Daily Archives: July 14, 2013

Rails to Resorts

Even before our university archivist posted a 1914 Boston & Maine Railroad map of the “Summer Resorts of the Coast, Lake and Mountain Regions” along its routes (and despite this past week’s terrible train derailments in Quebec and Paris) I had been planning a vaguely conceived “summer railroads” post. I know all the wealthy people who lived on my street a century ago who summered (or “rusticated”) in Maine took the train, and since we’re going camping (!!!!!!!) in Acadia National Park on Mount Desert Island in a few weeks, I had the romantic notion of throwing all our stuff in the cargo car and making our connection to the Bar Harbor Express.  The train does indeed run through Salem, but no place in the U.S. is as connected by rail as it was a century ago, and the Bar Harbor Express no longer runs (we’ll need the car anyway, so I can sleep in it).

Mapping Vacation 1914

Mapping Vacation 1882p

Two Railroad Advertising Maps:  Boston & Maine “Summer Resorts”  1914 map, Salem State University Archives; an earlier (1882) version for New York’s train tourists, New York Public Library Digital Gallery.
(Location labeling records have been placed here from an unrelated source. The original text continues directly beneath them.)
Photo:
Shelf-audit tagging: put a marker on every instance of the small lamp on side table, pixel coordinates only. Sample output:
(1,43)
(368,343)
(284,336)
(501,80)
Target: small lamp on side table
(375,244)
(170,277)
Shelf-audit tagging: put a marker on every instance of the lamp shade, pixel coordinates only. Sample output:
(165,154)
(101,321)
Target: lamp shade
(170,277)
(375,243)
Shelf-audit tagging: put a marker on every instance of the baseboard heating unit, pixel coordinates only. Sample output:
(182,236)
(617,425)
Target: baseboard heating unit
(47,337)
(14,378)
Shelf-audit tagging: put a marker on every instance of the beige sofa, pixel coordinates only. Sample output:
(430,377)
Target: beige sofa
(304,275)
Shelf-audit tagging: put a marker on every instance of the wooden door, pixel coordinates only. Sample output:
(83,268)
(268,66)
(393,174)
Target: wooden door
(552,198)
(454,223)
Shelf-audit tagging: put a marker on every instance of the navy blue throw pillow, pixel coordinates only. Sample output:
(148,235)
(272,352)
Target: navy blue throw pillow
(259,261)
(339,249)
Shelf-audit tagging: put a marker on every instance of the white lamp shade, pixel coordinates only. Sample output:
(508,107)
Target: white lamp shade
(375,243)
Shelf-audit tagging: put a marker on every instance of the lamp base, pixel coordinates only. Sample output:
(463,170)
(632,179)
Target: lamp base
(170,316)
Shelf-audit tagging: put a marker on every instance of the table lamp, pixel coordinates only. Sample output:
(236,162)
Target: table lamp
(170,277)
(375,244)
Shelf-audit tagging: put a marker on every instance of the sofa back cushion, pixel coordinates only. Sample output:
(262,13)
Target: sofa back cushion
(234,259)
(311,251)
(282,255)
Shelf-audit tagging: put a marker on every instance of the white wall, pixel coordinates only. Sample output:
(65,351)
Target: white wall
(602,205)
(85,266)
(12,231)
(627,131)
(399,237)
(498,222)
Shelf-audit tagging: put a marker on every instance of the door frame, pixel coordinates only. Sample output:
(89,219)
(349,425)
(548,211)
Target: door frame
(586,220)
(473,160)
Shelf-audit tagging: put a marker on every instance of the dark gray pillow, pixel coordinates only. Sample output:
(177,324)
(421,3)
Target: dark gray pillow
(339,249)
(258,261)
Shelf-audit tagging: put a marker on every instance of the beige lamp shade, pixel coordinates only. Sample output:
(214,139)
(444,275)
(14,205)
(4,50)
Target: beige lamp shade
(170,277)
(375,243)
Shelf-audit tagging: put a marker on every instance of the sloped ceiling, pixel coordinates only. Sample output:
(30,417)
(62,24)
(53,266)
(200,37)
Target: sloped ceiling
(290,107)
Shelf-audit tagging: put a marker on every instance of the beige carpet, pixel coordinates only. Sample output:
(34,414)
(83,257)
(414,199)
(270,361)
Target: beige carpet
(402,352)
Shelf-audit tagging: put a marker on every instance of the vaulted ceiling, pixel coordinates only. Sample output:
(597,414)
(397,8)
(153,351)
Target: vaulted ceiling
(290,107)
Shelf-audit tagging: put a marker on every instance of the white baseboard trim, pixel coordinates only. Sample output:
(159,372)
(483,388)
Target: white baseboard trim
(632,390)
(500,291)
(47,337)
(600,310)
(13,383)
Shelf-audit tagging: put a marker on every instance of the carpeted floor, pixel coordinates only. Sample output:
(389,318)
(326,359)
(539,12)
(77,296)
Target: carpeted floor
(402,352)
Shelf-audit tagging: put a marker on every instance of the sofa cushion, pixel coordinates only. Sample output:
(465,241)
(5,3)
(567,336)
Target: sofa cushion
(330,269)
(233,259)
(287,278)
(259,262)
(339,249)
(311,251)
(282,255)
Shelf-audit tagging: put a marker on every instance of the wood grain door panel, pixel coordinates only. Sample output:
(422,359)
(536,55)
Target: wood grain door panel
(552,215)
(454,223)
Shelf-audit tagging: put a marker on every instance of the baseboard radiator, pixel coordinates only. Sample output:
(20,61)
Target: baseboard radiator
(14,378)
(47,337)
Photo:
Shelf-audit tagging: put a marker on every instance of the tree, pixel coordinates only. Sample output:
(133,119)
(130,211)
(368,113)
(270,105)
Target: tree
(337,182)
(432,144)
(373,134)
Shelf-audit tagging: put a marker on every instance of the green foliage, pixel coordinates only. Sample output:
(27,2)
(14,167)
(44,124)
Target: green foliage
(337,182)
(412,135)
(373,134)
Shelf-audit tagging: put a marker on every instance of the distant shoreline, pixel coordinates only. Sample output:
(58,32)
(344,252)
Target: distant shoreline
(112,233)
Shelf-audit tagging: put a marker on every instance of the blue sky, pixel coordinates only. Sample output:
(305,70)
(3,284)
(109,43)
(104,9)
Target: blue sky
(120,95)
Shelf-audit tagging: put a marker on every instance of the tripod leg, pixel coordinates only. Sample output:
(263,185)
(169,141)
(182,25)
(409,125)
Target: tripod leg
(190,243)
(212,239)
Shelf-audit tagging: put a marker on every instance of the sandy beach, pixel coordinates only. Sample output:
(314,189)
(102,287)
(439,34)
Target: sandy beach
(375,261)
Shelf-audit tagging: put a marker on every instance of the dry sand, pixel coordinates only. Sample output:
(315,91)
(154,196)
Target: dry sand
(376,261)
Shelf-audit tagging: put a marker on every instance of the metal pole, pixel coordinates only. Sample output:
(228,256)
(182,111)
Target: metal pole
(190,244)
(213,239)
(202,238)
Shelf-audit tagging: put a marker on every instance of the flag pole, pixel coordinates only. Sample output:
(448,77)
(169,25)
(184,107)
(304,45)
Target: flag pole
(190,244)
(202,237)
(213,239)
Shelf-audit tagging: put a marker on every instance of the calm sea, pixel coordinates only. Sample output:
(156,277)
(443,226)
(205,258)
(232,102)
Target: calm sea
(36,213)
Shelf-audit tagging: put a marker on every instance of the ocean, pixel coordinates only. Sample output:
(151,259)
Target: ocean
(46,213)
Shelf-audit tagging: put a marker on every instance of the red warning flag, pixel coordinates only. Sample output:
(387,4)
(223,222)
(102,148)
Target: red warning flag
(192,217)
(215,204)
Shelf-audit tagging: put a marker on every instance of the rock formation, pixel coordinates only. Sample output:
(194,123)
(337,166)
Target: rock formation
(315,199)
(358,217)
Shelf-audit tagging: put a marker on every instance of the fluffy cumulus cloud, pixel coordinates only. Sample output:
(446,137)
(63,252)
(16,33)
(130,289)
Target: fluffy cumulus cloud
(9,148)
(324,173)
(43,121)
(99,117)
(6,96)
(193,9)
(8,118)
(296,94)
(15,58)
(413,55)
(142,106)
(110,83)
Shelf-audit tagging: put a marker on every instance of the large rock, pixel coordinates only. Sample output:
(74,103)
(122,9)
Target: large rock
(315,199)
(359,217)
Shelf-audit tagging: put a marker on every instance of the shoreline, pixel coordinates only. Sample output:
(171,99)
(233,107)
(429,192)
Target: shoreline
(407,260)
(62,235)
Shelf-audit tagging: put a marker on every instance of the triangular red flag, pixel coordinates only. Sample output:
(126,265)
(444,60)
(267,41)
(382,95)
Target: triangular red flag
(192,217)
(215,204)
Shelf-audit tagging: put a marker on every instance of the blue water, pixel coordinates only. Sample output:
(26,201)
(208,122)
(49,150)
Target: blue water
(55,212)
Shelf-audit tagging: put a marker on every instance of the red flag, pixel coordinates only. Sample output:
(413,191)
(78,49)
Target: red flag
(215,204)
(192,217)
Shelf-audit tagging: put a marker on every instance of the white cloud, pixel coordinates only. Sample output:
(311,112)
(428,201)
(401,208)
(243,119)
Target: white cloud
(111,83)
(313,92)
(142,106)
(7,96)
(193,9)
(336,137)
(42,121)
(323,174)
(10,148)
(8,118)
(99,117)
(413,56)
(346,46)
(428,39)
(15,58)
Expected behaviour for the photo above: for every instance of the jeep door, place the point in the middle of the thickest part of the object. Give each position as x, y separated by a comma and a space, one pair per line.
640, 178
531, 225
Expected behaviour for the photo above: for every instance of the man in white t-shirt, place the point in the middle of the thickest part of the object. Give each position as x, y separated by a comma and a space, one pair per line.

These maps were just part of the railroads’ multi-faceted print advertising campaigns, which must have been extremely effective during hot summers like this one, when people were eager to leave the sweltering cities for cooler spots at the coast and mountains. In conjunction with its maps, the Boston & Maine railroad, which dominated the New England market until the 1960s, issued a series of stunning posters by Charles W. Holmes in the 1920s which focused on the appeal of summer resorts near (there’s even one for Revere Beach) and far. They really capture that air of interwar elegance, and represent the increasing accessibility of New England’s “vacationlands”.

Mapping Vacation 1925 Charles Holmes BPL

Mapping Vacation Old Orchard BPL

Mapping Vacation Holmes Win BPL

And for later in the year, the Snow Train………………..

Mapping Vacation Snow Train

Travel posters by Charles W. Holmes for Boston and Maine Railraod, 1920s, Boston Public Library travel poster collection.